Evapotranspirasi adalah jumlah total air yang hilang dari lapangan karena evaporasi tanah dan transpirasi tanaman secara bersama-sama Gardner et al. 1991. Evapotranspirasi dapat juga dijelaskan sebagai peristiwa kehilangan air dari tanah akibat evaporasi dan kehilangan air dari tajuk tanaman akibat transpirasi Rafi’i 1995. Kehilangan air ke atmosfer ditentukan oleh faktor-faktor lingkungan dan faktor dalam tanaman. Faktor lingkungan antara lain: radiasi matahari, tempertatur, kelembaban relatif, serta angin. Penutupan stomata, jumlah dan ukuran stomata, jumlah daun, serta penggulungan atau pelipatan daun merupakan beberapa faktor yang mempengaruhi evapotranspirasi dari dalam tanaman. Adapun kuantitas atau banyaknya evapotranspirasi didasarkan atas curah hujan bulanan, pembakuan bulan, dan lama penyinaran Rafi’i 1995. Suhu mempunyai pengaruh yang nyata terhadap laju evapotranspirasi. Secara umum, semakin tinggi suhu baik suhu udara maupun suhu permukaan, maka laju penguapan akan meningkat Usman 2004. Laju evapotranspirasi yang tinggi menyebabkan kandungan air tanah di lapisan perakaran berkurang dengan cepat dan tanaman menjadi sulit untuk menyerap air dari tanah. Tanaman mengurangi laju evapotranspirasi untuk menghindari dehidrasi sehingga terjadi evapotranspirasi yang betul-betul terjadi evapotranspirasi aktual yang nilainya lebih kecil dari evapotranpirasi. Nisbah evapotranspirasi aktual dan evapotranspirasi potensial tergantung pada defisit air tanah, yang didefinisikan sebagai selisih antara kandungan air tanah pada keadaan evapotranspirasi aktual dengan kandungan air tanah pada kapasitas lapang Arsyad 2010. Salah satu metode untuk menentukan nilai evapotranspirasi adalah metode Thornthwaite. Secara umum, meode ini menggunakan data resolusi bulanan dan menggunakan parameter suhu udara Handoko dan Irsal Las 1995.

2.4 Neraca Air Lahan

Neraca air merupakan perhitungan antara masukan dan keluaran air pada suatu sistem Baharsjah et al. 1996. Pada bidang pertanian, komponen neraca air secara umum terdiri dari curah hujan dan irigasi sebagai masukan serta intersepsi tajuk, evapotranspirasi, limpasan, dan drainase sebagai keluaran.
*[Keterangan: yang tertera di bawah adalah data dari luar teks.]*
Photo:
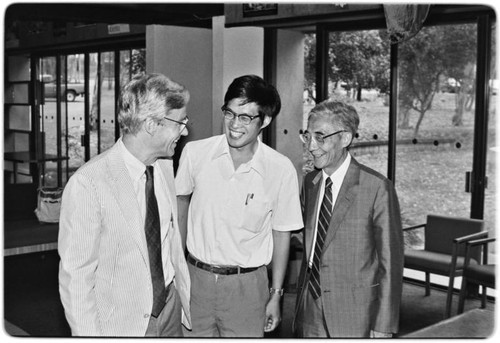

Hillel 1972 menyatakan bahwa pengelolaan lahan kering melalui analisis neraca air lahan merupakan sesuatu yang penting karena neraca air merupakan perincian tentang semua masukan,keluaran, dan perubahan simpanan air yang terdapat pada suatu lahan. Analisis ini berguna untuk menetapkan jumlah air yang terkandung di dalam tanah yang menggambarkan perolehan air surplus atau defisit dari waktu ke waktu. Perhitungan neraca air lahan membutuhkan data dan informasi fisika tanah terutama nilai kandungan air pada tingkat kapasitas lapang KL dan pada titik layu permanen TLP. Prioritas penggunaan air hujan adalah untuk memenuhi kebutuhan evapotranspirasi dan kehilangan air yang lain akan mengisi cadangan air tanah. Bila simpanan air tanah telah mencapai batas maksimum, maka kelebihan air dihitung sebagai surplus. Batas maksimum simpanan air tanah didefinisikan sebagai jumlah air yang dapat ditahan oleh tanah dengan potensial sebesar 13 atm dikenal sebagai kapasitas lapang. Titik layu permanen dapat didefinisikan sebagai batas minimum tanaman menyimpan air pada tekanan potensial 15 atm yang pada saat itu tanaman tidak mampu melakukan aktivitasnya dan mengalami kekeringan fisiologis jika tidak diberi tambahan air Purbawa dan Wirjaya 2009. Analisis neraca air merupakan suatu alat yang dapat digunakan untuk menduga dinamika kadar air tanah selama pertumbuhan tanaman, khususnya pada periode-periode kritis dimana kadar air tanah sangat rendah Handoko dan Irsal Las 1995. Adapun kebutuhan air tanaman pada lahan kering sama dengan kebutuhan air konsumtif itu sendiri, yaitu parameter yang menyatakan jumlah air yang secara potensial diperlukan untuk memenuhi pemakaian air konsumtif evapotranspirasi suatu areal tanaman agar dapat tumbuh secara normal Arsyad 2010.